La législation relative à la délivrance des attestations d'accueil possède de véritables effets pervers, puisqu'elle favorise le développement de l'immigration clandestine. Il n'existe aucune vérification de l'opportunité de l'accueil d'un étranger par le demandeur de l'attestation d'accueil ni aucun contrôle de la personne accueillie.
En conséquence, je vous serais reconnaissant de bien vouloir m'indiquer les dispositions que vous entendrez prendre pour modifier la législation en matière d'attestation d'accueil afin de permettre de contrôler des situations constatées mais non maîtrisées.
M. le président. La parole est à M. le ministre délégué.
M. Patrick Devedjian ministre délégué aux libertés locales. Monsieur le sénateur, votre question est tout à fait pertinente et touche à un sujet délicat.
Les ressortissants français, tout comme les ressortissants étrangers qui résident régulièrement sur le territoire national, peuvent recevoir librement chez eux des étrangers. Il s'agit du domaine de la vie privée qui ne peut faire l'objet de contrôles tatillons.
Toutefois, les autorités publiques doivent pouvoir vérifier que le système des attestations d'accueil ne permet pas la mise en place de filières d'immigration clandestine. Or, comme vous l'avez souligné, monsieur le sénateur, la suppression en 1998 du contrôle des certificats d'hébergement au profit de la procédure très allégée des attestations d'accueil a considérablement réduit le contrôle qui est exercé.
L'augmentation considérable des attestations d'accueil ces dernières années ne s'explique pas seulement par l'attribution de visas supplémentaires.
En effet, vous l'avez rappelé, monsieur le sénateur, les maires ont pu constater des fraudes à plusieurs reprises. Certaines familles prétendent tout simplement héberger au même moment plusieurs ressortissants étrangers, alors même que leur appartement ne s'y prête pas, de toute évidence.
Nos postes consulaires à l'étranger ont également relevé un certain nombre de fraudes.
Je rappelle que les autorités concernées peuvent refuser la délivrance de l'attestation d'accueil en l'absence de pièces justificatives - mais en général cette formalité est respectée - ou si elles ont la certitude de l'existence d'une fraude. Il n'en reste pas moins que cette procédure des attestations d'accueil doit faire l'objet très rapidement de réformes. Le Gouvernement s'est penché sur ce problème. L'idée qui a été retenue jusqu'à maintenant et sur laquelle il travaille serait de rétablir le contrôle des attestations d'accueil par l'Office des migrations internationales.

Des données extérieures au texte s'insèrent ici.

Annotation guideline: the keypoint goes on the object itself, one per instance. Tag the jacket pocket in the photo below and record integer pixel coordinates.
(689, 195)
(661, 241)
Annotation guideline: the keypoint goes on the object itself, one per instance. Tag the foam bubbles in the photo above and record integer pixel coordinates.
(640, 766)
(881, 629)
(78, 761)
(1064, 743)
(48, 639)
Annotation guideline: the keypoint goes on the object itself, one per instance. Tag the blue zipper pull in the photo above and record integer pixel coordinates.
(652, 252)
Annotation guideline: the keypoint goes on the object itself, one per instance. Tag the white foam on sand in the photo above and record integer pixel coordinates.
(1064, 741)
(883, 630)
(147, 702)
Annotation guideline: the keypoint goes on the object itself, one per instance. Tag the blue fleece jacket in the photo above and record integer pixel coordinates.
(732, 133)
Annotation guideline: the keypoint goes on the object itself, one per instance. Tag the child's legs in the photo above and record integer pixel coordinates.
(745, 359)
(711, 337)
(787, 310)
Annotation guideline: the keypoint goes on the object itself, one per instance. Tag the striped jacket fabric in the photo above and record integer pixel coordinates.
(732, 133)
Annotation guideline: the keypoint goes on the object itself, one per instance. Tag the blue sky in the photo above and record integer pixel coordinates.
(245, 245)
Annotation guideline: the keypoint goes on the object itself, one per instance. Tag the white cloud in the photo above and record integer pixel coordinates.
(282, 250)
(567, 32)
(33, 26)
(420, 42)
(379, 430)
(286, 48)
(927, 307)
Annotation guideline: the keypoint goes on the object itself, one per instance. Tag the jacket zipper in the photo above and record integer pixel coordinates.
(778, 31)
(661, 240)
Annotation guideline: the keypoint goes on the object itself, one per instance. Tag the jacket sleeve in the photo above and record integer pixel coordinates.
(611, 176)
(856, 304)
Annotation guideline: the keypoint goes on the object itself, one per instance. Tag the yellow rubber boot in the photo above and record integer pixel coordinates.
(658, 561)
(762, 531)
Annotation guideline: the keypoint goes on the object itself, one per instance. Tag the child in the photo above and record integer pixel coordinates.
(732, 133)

Tels sont les éléments de réponse que je peux vous apporter, monsieur le sénateur. Soyez assuré que le Gouvernement est très conscient de cette difficulté que vous avez soulignée à juste titre. (Applaudissements sur les travées du RPR, des Républicains et Indépendants et de l'Union centriste.)
M. le président. La parole est à M. Jean-Patrick Courtois.
M. Jean-Patrick Courtois. Je veux remercier M. le ministre de sa proposition et lui dire qu'elle répond aux attentes des maires, qu'il connaît bien, étant maire lui-même.